Kevin westchnął z ulgą.
– Podoba ci się tutaj?
Nie podobało jej się. A teraz, kiedy Cesar Navarro pojawił się naprawdę, nie była pewna, czy kiedykolwiek jej się spodoba. Konieczność przestrzegania tych wszystkich zasad i ścisła ochrona wydawały się dostatecznie dziwaczne, ale teraz Grace wyczuwała obecność gospodarza w tym domu.
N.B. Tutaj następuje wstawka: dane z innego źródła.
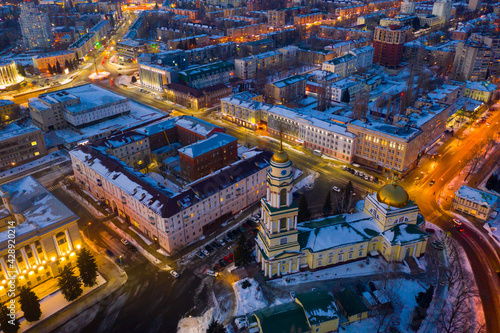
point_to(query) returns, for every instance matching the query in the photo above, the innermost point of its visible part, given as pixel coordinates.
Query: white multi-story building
(35, 27)
(344, 65)
(173, 220)
(78, 106)
(442, 8)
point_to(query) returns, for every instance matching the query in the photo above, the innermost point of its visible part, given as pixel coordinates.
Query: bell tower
(277, 241)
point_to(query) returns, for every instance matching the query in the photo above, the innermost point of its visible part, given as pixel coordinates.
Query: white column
(56, 245)
(68, 238)
(35, 253)
(25, 257)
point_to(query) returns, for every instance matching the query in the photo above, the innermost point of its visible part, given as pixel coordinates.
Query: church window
(283, 224)
(283, 197)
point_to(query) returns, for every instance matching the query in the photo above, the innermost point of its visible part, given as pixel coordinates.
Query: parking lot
(218, 255)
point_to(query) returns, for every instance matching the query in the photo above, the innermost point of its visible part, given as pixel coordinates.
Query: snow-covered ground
(358, 268)
(54, 302)
(47, 161)
(249, 299)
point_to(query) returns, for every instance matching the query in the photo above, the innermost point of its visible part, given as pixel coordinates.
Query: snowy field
(53, 303)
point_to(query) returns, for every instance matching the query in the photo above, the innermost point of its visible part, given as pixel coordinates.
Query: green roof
(284, 318)
(319, 306)
(404, 233)
(351, 302)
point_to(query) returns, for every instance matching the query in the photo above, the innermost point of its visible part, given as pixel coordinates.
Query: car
(211, 273)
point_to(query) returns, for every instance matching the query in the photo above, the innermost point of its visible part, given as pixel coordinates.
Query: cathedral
(388, 223)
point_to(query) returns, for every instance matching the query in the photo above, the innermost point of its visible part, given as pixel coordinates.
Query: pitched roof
(284, 318)
(319, 306)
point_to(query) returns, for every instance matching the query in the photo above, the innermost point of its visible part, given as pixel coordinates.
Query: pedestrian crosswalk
(54, 187)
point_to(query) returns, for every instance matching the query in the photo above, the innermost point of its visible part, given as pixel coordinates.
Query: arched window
(283, 224)
(283, 197)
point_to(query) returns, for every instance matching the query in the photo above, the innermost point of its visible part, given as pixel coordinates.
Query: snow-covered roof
(477, 196)
(38, 206)
(7, 134)
(201, 147)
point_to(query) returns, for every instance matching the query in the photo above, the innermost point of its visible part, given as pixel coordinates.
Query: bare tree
(459, 312)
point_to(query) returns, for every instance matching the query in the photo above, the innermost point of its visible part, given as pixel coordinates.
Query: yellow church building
(389, 224)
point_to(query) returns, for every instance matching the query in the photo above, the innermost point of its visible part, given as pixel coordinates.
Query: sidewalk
(115, 278)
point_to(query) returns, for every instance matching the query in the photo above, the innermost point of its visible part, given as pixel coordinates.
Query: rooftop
(201, 147)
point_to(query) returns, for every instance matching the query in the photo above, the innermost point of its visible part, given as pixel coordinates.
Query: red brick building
(206, 156)
(388, 44)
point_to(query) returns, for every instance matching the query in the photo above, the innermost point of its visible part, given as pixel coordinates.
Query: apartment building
(47, 236)
(207, 75)
(286, 90)
(173, 220)
(131, 147)
(386, 147)
(8, 110)
(246, 68)
(35, 27)
(343, 66)
(41, 62)
(207, 156)
(21, 145)
(475, 202)
(79, 106)
(276, 18)
(472, 60)
(388, 44)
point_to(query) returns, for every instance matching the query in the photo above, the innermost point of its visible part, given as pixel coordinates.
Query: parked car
(211, 273)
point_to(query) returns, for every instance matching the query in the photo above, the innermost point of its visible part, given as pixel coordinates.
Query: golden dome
(393, 195)
(280, 157)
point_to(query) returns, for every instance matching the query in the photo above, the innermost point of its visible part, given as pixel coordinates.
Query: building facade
(47, 236)
(35, 27)
(207, 156)
(20, 146)
(389, 224)
(41, 62)
(173, 220)
(475, 202)
(388, 44)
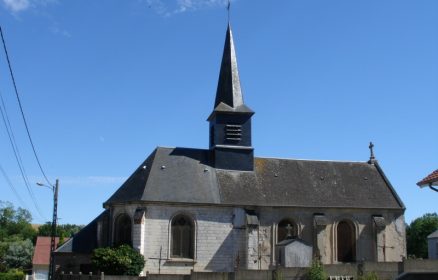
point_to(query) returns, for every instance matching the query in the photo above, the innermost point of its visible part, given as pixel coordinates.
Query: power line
(21, 108)
(14, 145)
(14, 190)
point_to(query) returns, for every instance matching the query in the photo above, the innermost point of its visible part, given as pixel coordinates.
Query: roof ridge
(319, 160)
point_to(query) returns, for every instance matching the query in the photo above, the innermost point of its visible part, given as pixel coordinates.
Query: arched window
(123, 230)
(286, 229)
(183, 232)
(346, 241)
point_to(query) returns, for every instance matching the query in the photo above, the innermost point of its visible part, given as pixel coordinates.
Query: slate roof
(183, 175)
(84, 241)
(431, 179)
(41, 253)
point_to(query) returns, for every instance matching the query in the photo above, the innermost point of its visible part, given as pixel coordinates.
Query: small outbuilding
(41, 258)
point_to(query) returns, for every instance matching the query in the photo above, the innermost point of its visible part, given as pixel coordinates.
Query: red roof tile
(432, 178)
(41, 254)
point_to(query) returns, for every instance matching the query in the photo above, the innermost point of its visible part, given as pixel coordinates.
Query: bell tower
(230, 121)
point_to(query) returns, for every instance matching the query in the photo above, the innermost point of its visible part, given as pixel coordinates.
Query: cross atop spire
(372, 157)
(229, 93)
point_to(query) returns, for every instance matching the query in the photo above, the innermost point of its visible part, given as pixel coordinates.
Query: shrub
(369, 276)
(122, 260)
(316, 271)
(12, 275)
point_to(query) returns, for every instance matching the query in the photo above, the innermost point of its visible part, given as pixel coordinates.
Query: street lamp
(53, 231)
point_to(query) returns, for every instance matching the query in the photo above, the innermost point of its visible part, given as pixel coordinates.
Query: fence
(384, 270)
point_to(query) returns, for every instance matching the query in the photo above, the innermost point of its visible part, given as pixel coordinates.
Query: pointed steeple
(230, 121)
(229, 92)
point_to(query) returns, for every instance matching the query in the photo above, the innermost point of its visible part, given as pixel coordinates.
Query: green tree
(62, 231)
(19, 254)
(122, 260)
(15, 222)
(316, 271)
(417, 232)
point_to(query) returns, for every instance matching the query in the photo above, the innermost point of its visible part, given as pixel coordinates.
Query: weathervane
(228, 10)
(372, 157)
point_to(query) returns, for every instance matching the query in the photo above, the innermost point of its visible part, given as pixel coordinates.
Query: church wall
(222, 246)
(216, 243)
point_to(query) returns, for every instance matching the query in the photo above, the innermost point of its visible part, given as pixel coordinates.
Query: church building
(222, 209)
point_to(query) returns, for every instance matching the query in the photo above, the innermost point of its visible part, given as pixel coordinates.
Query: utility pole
(53, 232)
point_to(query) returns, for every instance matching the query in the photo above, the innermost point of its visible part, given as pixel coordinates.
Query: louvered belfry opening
(182, 237)
(286, 229)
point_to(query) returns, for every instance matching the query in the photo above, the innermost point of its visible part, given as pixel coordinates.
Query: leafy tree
(62, 231)
(12, 274)
(122, 260)
(316, 271)
(19, 254)
(15, 222)
(417, 232)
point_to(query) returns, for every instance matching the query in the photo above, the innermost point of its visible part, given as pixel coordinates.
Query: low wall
(384, 270)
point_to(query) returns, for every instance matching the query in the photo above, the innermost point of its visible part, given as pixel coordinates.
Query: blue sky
(102, 83)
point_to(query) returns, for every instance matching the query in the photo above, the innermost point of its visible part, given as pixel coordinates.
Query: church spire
(230, 121)
(229, 91)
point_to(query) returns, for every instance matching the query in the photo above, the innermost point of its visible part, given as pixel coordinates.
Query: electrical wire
(10, 133)
(14, 190)
(21, 108)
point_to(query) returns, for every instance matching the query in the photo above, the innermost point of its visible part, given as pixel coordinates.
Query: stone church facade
(222, 209)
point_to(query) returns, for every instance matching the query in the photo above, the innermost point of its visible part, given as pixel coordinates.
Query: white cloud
(169, 8)
(92, 181)
(16, 6)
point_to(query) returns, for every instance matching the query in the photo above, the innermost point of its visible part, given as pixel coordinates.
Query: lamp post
(53, 231)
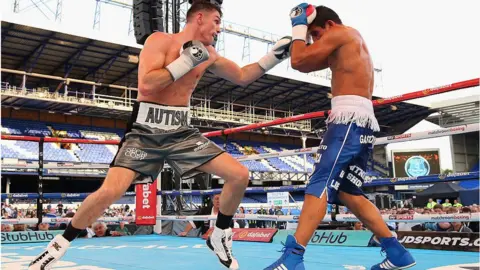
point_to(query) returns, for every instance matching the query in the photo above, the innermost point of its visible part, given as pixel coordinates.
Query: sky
(417, 44)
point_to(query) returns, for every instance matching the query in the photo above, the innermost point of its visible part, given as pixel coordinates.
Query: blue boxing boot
(292, 258)
(397, 256)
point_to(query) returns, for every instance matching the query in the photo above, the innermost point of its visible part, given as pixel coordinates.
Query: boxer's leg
(367, 213)
(197, 154)
(113, 188)
(236, 181)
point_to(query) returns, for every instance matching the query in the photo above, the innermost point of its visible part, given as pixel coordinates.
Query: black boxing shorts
(157, 134)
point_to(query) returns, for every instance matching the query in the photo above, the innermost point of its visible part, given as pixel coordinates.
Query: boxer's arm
(315, 57)
(230, 71)
(152, 75)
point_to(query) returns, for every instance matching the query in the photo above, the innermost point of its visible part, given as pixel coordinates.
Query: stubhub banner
(331, 238)
(28, 236)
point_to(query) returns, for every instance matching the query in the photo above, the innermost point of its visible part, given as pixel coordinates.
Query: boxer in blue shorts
(346, 146)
Mroczną i arogancką. Kevin Madox nie zdradzał już takiej serdeczności jak podczas wcześniejszych rozmów, a Rodney i jego koledzy okazywali znacznie większą czujność. Jak ludzie mogą tak żyć? Jak Cesar Navarro może tak żyć? Bezustannie strzeżony, z dala od rzeczywistego świata? Nie potrafiła sobie wyobrazić. Uśmiechnęła się do Kevina wymijająco.
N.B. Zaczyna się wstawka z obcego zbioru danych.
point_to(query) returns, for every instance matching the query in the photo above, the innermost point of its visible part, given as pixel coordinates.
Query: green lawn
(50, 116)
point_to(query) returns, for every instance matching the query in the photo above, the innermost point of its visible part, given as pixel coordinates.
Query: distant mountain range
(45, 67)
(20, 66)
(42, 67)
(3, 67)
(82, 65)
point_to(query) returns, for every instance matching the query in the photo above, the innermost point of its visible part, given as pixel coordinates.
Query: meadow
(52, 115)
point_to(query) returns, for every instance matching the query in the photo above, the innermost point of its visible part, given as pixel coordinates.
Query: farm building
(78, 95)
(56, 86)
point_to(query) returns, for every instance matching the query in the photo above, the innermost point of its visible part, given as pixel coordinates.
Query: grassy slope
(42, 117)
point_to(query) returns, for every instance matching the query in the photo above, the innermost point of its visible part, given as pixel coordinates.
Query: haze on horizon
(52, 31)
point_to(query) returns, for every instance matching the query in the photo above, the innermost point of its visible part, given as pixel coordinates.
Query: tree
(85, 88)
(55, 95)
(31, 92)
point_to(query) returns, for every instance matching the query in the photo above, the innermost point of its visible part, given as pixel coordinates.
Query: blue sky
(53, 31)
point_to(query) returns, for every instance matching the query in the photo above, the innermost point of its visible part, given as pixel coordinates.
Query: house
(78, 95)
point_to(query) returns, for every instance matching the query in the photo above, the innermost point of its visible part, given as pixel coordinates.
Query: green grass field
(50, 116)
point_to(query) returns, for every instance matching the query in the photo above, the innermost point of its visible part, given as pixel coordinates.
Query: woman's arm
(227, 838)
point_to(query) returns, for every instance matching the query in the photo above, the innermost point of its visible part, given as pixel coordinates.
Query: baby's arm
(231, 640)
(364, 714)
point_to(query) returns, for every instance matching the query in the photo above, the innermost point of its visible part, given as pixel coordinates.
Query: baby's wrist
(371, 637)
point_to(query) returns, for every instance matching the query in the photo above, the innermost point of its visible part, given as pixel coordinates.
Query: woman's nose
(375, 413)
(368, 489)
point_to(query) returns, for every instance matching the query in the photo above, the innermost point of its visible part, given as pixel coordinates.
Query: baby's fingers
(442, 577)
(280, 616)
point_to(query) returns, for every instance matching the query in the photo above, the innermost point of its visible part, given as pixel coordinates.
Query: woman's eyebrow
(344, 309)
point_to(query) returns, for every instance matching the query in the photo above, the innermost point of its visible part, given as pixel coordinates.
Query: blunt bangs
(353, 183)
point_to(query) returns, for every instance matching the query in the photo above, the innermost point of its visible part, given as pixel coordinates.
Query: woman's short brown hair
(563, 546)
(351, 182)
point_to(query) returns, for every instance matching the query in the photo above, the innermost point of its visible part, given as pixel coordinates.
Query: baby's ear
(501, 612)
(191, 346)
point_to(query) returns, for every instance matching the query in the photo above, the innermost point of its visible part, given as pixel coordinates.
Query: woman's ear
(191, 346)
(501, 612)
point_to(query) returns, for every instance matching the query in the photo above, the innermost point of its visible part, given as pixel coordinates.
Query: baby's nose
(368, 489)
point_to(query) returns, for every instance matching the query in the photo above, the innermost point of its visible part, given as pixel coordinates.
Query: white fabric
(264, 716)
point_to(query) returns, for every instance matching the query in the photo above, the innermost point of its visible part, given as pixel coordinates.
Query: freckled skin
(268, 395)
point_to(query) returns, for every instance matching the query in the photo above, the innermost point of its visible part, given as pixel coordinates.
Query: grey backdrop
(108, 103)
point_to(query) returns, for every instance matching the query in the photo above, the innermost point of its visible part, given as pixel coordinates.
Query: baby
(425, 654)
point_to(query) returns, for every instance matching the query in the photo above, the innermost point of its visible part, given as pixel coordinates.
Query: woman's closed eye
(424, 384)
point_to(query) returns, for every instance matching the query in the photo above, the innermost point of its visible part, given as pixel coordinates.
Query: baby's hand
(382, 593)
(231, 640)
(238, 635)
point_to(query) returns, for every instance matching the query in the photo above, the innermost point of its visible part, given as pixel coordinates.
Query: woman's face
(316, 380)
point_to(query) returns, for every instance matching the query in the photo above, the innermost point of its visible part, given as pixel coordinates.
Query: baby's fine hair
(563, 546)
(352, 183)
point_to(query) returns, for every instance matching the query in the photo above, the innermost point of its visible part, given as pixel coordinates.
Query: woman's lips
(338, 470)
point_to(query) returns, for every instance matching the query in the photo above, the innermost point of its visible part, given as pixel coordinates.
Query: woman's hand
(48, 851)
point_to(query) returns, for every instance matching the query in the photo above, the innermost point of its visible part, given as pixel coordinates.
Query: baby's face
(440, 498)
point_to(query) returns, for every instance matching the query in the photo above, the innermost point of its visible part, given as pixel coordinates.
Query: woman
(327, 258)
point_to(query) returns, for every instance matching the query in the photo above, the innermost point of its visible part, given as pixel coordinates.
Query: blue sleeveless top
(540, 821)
– Chata jest urocza, a kuchnia zachwycająca.
– To dobrze. – Był wyraźnie zadowolony z jej odpowiedzi. – Raphael zejdzie niedługo, żeby sprawdzić kolację pana Navarra. – Spojrzał na zegarek. – Czas na mnie.
– Nie zostajesz tutaj pod obecność pana Navarro? – spytała wyraźnie rozczarowana.
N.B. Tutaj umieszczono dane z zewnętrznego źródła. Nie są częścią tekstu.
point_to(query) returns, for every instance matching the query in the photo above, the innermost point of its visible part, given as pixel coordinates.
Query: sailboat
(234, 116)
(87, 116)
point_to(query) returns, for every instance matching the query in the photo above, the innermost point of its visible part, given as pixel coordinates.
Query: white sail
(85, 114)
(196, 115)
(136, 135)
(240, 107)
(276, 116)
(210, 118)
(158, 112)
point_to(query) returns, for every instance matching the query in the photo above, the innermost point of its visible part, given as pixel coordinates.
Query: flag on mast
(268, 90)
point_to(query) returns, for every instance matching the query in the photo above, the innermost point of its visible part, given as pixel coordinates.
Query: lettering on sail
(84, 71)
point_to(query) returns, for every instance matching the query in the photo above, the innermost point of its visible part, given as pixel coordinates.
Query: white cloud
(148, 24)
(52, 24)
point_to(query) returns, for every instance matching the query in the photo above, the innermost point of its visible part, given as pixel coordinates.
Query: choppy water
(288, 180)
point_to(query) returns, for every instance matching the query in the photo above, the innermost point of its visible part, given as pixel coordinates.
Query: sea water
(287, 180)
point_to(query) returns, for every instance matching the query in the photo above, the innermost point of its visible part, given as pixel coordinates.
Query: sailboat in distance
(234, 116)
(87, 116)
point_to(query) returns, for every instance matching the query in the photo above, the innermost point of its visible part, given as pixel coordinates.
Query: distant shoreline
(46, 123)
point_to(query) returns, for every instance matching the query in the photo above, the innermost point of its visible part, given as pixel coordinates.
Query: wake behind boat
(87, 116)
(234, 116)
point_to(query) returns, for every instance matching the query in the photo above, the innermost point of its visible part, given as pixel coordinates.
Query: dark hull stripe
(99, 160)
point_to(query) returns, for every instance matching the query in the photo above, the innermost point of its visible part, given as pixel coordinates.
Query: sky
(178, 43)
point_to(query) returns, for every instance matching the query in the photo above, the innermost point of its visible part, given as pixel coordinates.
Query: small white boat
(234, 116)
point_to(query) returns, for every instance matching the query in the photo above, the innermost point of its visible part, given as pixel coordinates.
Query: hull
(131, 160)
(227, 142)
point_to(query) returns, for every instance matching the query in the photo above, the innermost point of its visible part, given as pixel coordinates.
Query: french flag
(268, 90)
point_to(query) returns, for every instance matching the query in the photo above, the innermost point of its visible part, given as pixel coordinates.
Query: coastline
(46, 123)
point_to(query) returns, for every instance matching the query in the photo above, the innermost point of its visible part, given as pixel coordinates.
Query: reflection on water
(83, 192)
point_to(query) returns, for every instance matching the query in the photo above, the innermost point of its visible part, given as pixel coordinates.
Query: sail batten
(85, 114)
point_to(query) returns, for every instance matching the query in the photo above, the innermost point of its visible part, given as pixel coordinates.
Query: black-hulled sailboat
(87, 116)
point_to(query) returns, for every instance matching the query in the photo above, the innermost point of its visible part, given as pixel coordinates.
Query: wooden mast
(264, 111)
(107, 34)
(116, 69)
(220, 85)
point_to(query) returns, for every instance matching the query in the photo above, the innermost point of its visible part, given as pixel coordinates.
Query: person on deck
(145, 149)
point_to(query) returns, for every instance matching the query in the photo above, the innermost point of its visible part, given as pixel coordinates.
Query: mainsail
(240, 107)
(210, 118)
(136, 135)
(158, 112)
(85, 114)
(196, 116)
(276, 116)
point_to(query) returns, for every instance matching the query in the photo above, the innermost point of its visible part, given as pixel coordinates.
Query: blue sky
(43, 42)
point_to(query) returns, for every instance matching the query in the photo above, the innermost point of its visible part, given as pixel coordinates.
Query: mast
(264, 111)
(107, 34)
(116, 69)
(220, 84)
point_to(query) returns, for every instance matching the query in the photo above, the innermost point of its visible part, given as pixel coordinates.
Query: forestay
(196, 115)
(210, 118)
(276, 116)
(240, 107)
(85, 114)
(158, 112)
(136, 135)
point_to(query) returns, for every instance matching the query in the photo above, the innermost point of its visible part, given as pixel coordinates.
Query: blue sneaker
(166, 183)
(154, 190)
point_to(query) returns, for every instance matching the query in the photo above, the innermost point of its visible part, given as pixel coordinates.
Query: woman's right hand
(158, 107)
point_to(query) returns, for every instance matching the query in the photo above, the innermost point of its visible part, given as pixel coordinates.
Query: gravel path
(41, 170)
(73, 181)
– Nikt nie zostaje w głównym domu z wyjątkiem pana Navarra i Raphaela.
Pan Navarro i Raphael.
– Czy Raphael ma ponad sto osiemdziesiąt centymetrów wzrostu i jest dobrze zbudowany? Około trzydziestki, ciemne włosy i niebieskie oczy?
– Rysopis się zgadza – potwierdził Kevin. – Skąd… Och, właśnie się zjawił… – Odwrócił się, gdy do kuchni wszedł jakiś mężczyzna.
Tak, ten sam, ciemnowłosy.
Pan Navarro i Raphael. Może mimo wszystko nie myliła się w tej kwestii? Było to bez znaczenia. Grace zawsze wyznawała zasadę: żyj i daj żyć innym. Zresztą nie miała okazji dowiedzieć się czegokolwiek, ponieważ Kevin przedstawił ich sobie i zniknął. Raphael przez następną godzinę krążył bezustannie między kuchnią a jadalnią, obsługując osobiście Cesara Navarro. Surowość na jego twarzy i mrukliwe odpowiedzi skutecznie zniechęcały Grace do zadawania pytań. Nim zabrał srebrną tacę z dzbankiem mocnej czarnej kawy, była już zmęczona po całym dniu pracy i nie sprzeciwiała się, gdy Raphael oznajmił zwięźle, że nie jest już potrzebna. Czuła się zbyt znużona, by od razu wyjść, i posiedziała przez chwilę przy marmurowym barku. Wątpiła, czy zdoła przetrwać okres próbny. Bez względu na wynagrodzenie!